Gideon, con sus ojos claros y su serena insistencia, esa extraña sensación de que él pertenece a otro mundo, pero su familiaridad más extraña aún, su presencia ahora casi insoportablemente deseable: ¿creo, pues, finalmente en él? Tengo que optar por creer, aunque no dispongo de una prueba palpable. Debo basarme únicamente en la fuerza de mis propios sentimientos.
Y si estos sentimientos son verdaderos, si cedo a ellos, ¿qué supone esto para el futuro, para las opciones que tomaré después? He mantenido todos estos años mi corazón encerrado en una caja, como el códice que mi bisabuelo llevó con él arriba y abajo de la calle Jaffa: un corazón metido en una caja de un desván, ahora redescubierto. ¿Debo examinarlo ahora, debo descubrir sus errores, sus imperfecciones? Canta en mis oídos el latido de mi corazón.

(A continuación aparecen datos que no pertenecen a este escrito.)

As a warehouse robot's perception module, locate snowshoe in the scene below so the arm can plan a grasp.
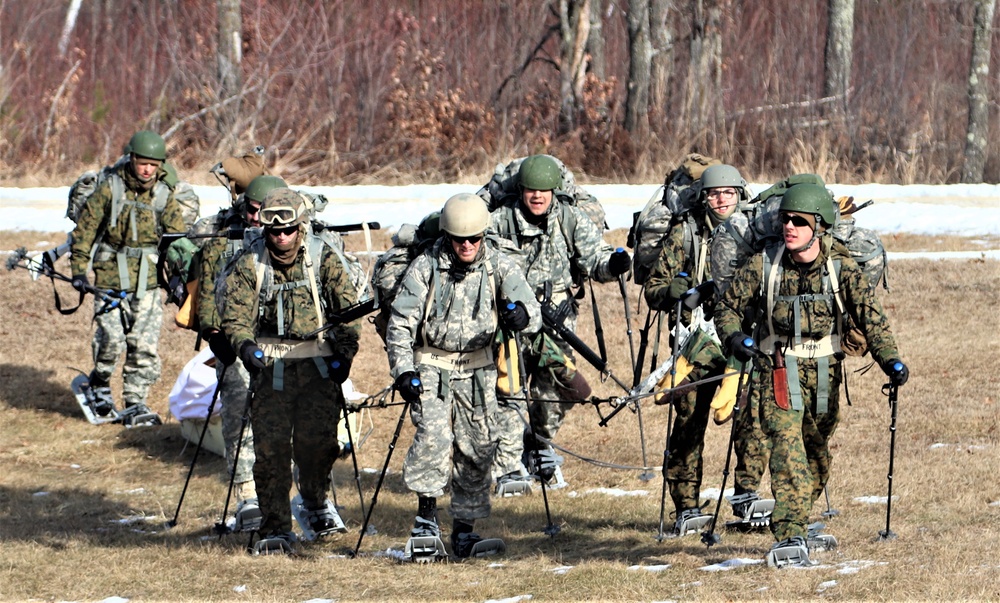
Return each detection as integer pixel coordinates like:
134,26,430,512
403,515,448,563
69,375,118,425
233,498,264,532
726,492,774,531
451,532,507,559
292,494,347,542
674,507,712,537
806,523,837,553
252,532,296,555
117,402,163,428
767,536,812,567
496,471,531,498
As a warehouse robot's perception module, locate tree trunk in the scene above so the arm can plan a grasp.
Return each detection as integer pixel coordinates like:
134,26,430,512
587,0,607,81
625,0,653,134
559,0,590,134
216,0,243,137
683,0,725,146
649,0,674,122
962,0,996,184
823,0,854,113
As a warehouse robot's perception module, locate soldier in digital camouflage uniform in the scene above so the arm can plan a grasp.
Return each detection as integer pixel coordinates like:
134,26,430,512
70,130,198,423
198,175,287,530
386,194,541,557
222,188,361,551
715,184,909,565
482,155,631,485
645,164,747,536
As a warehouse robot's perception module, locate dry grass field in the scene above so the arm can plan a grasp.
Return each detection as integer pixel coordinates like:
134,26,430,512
0,231,1000,601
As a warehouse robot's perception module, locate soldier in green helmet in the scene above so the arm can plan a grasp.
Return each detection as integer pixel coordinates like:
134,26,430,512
715,183,909,567
70,130,197,424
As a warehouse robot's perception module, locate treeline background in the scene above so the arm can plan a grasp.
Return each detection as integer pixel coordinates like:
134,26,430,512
0,0,1000,184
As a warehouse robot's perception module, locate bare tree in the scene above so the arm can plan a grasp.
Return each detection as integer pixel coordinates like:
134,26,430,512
649,0,674,124
559,0,590,133
216,0,243,135
823,0,854,112
962,0,996,184
587,0,607,80
683,0,727,143
625,0,653,134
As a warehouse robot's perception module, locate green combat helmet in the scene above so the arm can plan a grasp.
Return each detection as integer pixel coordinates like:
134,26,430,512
126,130,167,161
440,193,490,237
780,183,837,228
517,155,562,191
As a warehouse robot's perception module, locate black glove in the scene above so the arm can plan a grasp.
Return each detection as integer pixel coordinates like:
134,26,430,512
500,301,528,331
208,331,236,366
392,371,424,402
324,356,351,383
882,358,910,387
70,274,90,293
240,339,267,375
608,247,632,276
726,332,761,362
668,272,692,305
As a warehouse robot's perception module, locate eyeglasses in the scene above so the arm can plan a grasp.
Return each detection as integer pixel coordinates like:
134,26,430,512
260,205,299,226
780,214,812,228
448,235,483,245
267,224,299,236
705,188,736,199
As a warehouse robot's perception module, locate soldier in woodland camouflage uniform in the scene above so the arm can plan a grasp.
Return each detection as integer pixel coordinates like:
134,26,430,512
645,165,747,536
222,188,361,550
386,194,541,557
70,130,197,424
490,155,631,481
715,184,909,562
198,175,287,530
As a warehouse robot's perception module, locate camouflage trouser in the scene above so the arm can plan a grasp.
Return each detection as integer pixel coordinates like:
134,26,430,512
751,358,841,541
666,362,726,513
733,381,771,494
403,365,497,520
250,359,344,534
91,290,163,406
215,361,255,484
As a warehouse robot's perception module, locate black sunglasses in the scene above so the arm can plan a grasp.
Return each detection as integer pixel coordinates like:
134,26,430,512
448,235,483,245
267,224,299,235
781,214,810,228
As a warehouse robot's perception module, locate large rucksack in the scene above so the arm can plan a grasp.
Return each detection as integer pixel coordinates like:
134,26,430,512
476,157,608,232
627,153,720,285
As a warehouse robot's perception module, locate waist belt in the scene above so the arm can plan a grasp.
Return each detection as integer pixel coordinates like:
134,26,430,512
413,346,493,371
257,337,333,360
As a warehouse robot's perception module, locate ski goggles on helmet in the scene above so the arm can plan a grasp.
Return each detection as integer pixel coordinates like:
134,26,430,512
260,205,301,226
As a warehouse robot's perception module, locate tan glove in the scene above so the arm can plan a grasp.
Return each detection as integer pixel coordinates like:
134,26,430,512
653,356,694,405
711,373,747,425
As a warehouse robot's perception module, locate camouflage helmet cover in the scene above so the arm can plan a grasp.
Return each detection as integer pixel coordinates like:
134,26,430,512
126,130,167,161
440,193,490,237
780,183,837,228
517,155,562,191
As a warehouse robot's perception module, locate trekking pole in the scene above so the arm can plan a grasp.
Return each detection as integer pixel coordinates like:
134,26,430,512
215,373,257,539
167,365,229,528
701,361,753,548
876,383,899,541
350,386,419,557
504,324,561,536
656,300,682,542
344,403,377,534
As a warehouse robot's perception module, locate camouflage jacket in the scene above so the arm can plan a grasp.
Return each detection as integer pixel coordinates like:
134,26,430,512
222,236,361,360
490,199,616,303
715,235,899,366
644,210,712,308
386,237,542,379
70,163,197,293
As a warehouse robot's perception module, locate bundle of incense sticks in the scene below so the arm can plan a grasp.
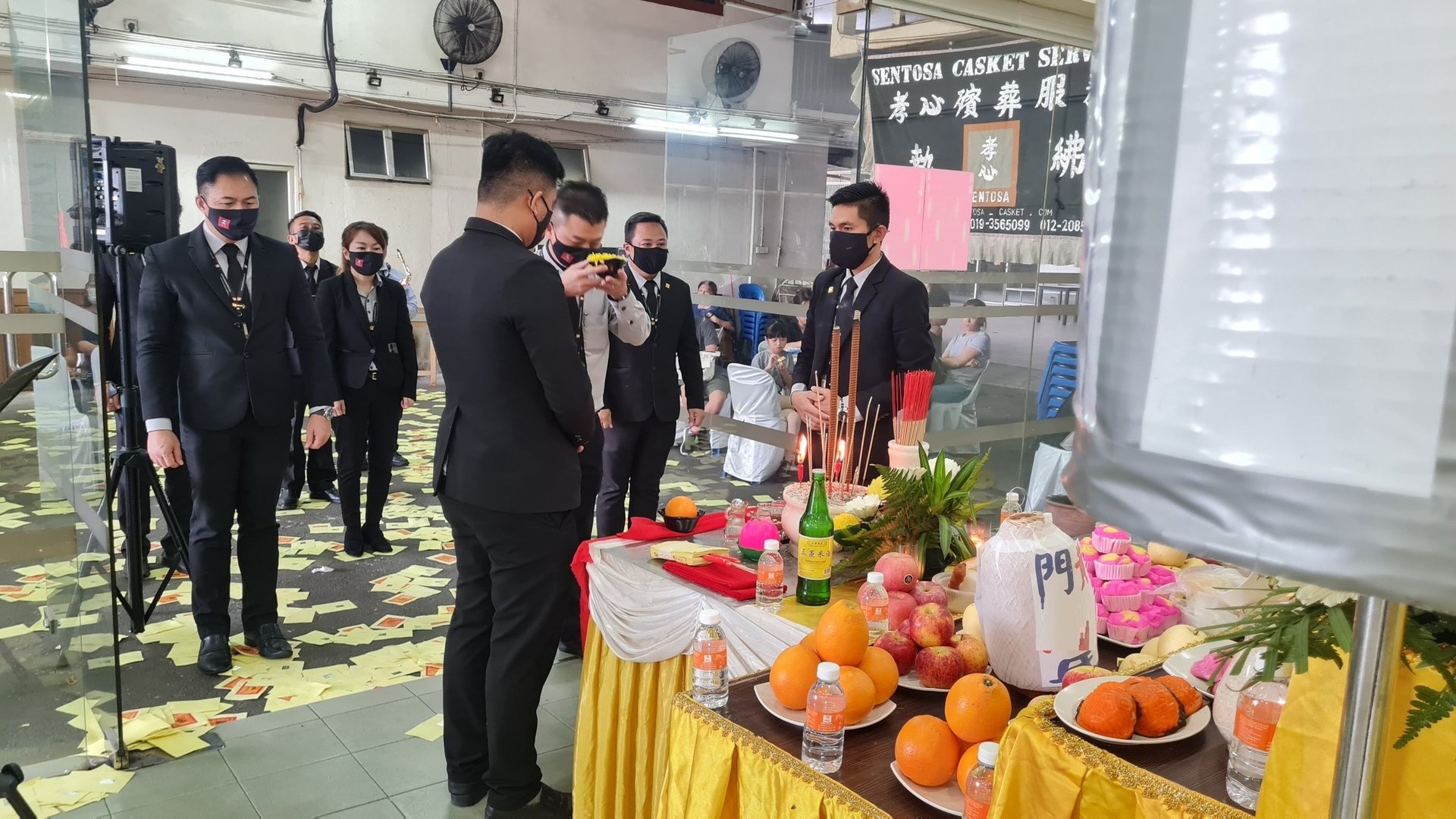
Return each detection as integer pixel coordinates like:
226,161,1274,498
890,370,935,446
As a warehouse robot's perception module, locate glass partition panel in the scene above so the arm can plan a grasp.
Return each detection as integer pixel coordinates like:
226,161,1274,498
0,0,121,777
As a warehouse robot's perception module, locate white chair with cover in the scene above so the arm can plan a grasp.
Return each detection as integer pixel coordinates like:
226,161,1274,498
723,364,788,484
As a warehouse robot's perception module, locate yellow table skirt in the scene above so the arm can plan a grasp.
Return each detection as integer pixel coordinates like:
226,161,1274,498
990,697,1249,819
573,623,693,819
657,694,890,819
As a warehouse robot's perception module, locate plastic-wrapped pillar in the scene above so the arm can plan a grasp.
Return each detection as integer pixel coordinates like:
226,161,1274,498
1067,0,1456,610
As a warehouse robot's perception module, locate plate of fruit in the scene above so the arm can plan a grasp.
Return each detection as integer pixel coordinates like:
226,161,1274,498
774,601,900,729
1053,675,1210,745
890,675,1010,816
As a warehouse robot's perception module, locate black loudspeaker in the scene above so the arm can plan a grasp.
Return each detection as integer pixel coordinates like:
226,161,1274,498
92,137,182,253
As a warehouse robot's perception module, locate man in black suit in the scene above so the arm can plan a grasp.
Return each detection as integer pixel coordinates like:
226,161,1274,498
278,210,339,509
792,182,937,463
422,131,597,816
136,156,337,675
597,213,703,538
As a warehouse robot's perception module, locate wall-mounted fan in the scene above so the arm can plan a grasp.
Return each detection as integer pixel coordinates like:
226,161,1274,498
703,39,763,108
435,0,505,71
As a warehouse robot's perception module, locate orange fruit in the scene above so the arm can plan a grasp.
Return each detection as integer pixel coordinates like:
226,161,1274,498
814,601,869,666
839,666,875,726
663,495,698,517
945,673,1010,742
896,714,961,789
859,645,900,705
956,742,981,792
769,645,818,708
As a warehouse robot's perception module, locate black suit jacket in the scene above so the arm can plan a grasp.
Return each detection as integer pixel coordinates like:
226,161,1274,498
793,258,937,419
421,218,597,513
603,268,703,424
136,226,337,430
313,275,419,398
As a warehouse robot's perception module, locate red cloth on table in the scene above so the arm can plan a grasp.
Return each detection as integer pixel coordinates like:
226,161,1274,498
663,560,758,601
571,512,728,645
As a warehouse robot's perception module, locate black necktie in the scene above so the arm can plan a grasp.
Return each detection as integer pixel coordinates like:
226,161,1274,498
646,278,657,319
223,245,246,297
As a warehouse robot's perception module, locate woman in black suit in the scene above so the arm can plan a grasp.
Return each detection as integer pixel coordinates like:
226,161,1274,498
316,221,418,557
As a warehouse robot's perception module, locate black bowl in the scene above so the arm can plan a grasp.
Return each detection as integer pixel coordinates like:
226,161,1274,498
657,507,703,535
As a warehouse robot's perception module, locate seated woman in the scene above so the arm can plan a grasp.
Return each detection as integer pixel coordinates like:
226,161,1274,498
930,299,992,403
753,321,799,440
315,221,419,557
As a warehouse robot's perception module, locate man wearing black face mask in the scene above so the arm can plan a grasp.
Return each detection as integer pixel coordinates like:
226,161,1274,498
278,210,339,509
597,213,704,538
136,156,337,675
792,182,937,463
421,131,600,817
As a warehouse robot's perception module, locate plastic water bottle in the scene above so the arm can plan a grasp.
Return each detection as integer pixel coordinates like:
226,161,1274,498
753,541,783,612
1000,493,1021,523
1228,657,1291,810
859,571,890,642
799,663,845,774
961,742,1000,819
723,498,748,554
693,609,728,708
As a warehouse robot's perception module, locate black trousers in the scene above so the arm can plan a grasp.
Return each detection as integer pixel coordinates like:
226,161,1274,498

Todavía falta alguna pieza para terminar el rompecabezas.
Cuando finalmente levanto los ojos, veo que ha cambiado la luz que se filtra por la adusta línea de las ventanas del sótano; me levanto, envarada y en contra de mi voluntad, con intención de salir. Dejo el códice sobre la mesa, tal como me han dicho que hiciera, sabiendo que, por lo menos en esta primera visita, no confiarán en mí para que vuelva a colocarlo en el lugar de la estantería que le corresponde. La repetición de las sesiones, espero, cubrirá esta parte de la rutina. Salgo del cubículo; me cuelgo del hombro el bolso de bandolera. Al pasar por delante de la celda del archivero, introduzco la cabeza.
—Gracias. Me voy.
El viejo, con la mirada fija en la pantalla del televisor, mordisquea con cara de tortuga un pan de pita relleno y se limita apenas a refunfuñar algo y a percatarse de mi presencia. Pulso el botón del ascensor y me meto dentro. Subo renovada de las entrañas de la Tierra y regreso al mundo exterior sin trabas ni obstáculos.